Home leasing deals rise 15.8%
Increased demand from relocating expats, prime districts most popular


THE number of residential leasing transactions increased to 8,807 over the first three months of this year. This represents a 15.8 per cent increase compared to the same period last year when the number of transactions was 7,599.

And according to Savills Singapore senior manager Wallace Chu, there have been 3,284 leases registered in April and May so far. 'These are just the preliminary numbers and I am confident the final figure for Q2 could top the previous quarter,' he said.

Mr Chu said that Districts 9, 10, 11, 15, 16 and 21 are the most popular residential districts among lessees. An analysis based on the latest full-year figures in 2005 by Savills revealed that District 10 registered the most leases - 17 per cent or 5,887 out of a total of 33,874.

District 15 - which includes Katong, Joo Chiat and Amber Road - came in second with 3,872 transactions, beating District 9's 3,474 leases. Mr Chu said one explanation for District 15's popularity could be the sheer number of developments there.

The most expensive homes for rent are in District 10 with developments like Ardmore Park, Spring Grove and The Wilby Residence fetching average rents of $48.64 psm pm, $32.17 psm pm and $34.12 psm pm (as of Q1 2006) respectively.

The Bayshore, costing $17.24 psm pm in District 16, had the most number of units leased - 75 units. Valley Park ($26.99 psm pm) in District 10 had 71 units leased and Aspen Heights ($30.08 psm pm) in District 9 had 66 units leased.

Rents also depend on the age of the development, and Mr Chu noted that the rental gap for developments less than five years old and those older than five years has ranged between 33-38 per cent for the last seven quarters.

Mr Chu said that the increase in leasing activity is due in part to the number of expatriates in Asian countries like Hong Kong and Japan relocating to Singapore. 'They come from sectors like banking and R&D,' he said. Based on Savills' own data, Mr Chu said that these expatriates are senior executives with housing allowances of at least $15,000 per month.
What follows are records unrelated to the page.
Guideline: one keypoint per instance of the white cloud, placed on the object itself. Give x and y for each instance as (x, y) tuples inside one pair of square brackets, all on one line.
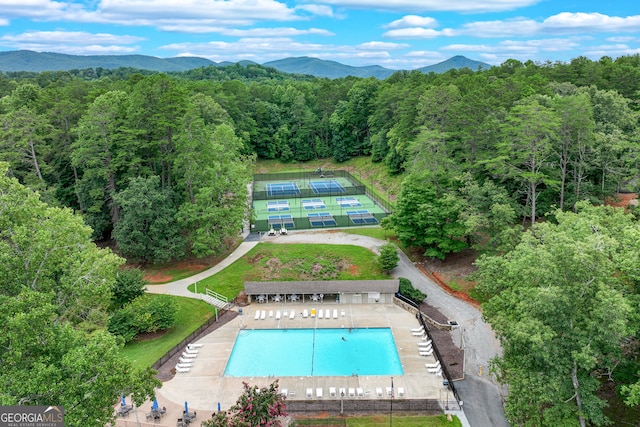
[(70, 37), (273, 32), (464, 6), (218, 10), (316, 9), (409, 21), (381, 46), (582, 22), (419, 33)]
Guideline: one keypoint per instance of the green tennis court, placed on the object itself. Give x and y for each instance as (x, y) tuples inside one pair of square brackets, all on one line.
[(306, 202)]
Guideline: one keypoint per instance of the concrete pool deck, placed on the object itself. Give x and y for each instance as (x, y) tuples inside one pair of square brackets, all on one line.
[(205, 385)]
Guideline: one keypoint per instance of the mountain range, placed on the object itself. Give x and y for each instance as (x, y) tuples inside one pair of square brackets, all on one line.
[(26, 60)]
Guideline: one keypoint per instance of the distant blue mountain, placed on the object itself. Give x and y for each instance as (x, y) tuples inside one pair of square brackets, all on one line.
[(26, 60), (323, 68)]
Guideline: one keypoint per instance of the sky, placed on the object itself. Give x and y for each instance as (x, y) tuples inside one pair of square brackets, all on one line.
[(396, 34)]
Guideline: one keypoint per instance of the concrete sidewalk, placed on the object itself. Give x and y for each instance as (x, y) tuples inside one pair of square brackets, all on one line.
[(179, 287)]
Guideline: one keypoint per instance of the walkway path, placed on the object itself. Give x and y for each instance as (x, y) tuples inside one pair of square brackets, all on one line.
[(482, 397)]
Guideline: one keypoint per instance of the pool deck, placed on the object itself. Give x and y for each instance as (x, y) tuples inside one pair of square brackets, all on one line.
[(204, 385)]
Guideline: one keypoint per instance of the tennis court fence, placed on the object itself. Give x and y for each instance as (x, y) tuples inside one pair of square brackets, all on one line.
[(357, 187)]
With increased housing allowances, Mr Chu said that expatriates are looking for larger apartments and landed property.

He said that the volume for detached and terrace houses was 20 per cent more in the first quarter of this year than in the first quarter of 2005. He added that apart from the prime districts, landed property in Districts 15 and 16 were also popular with expatriates.

Those keen on buying property as an investment will be interested to know that gross rental yields are on par with Hong Kong at between 3.5-4.5 per cent. Those with a higher appetite for risk may want to consider China; Mr Chu said yields in Shanghai are 7-8 per cent.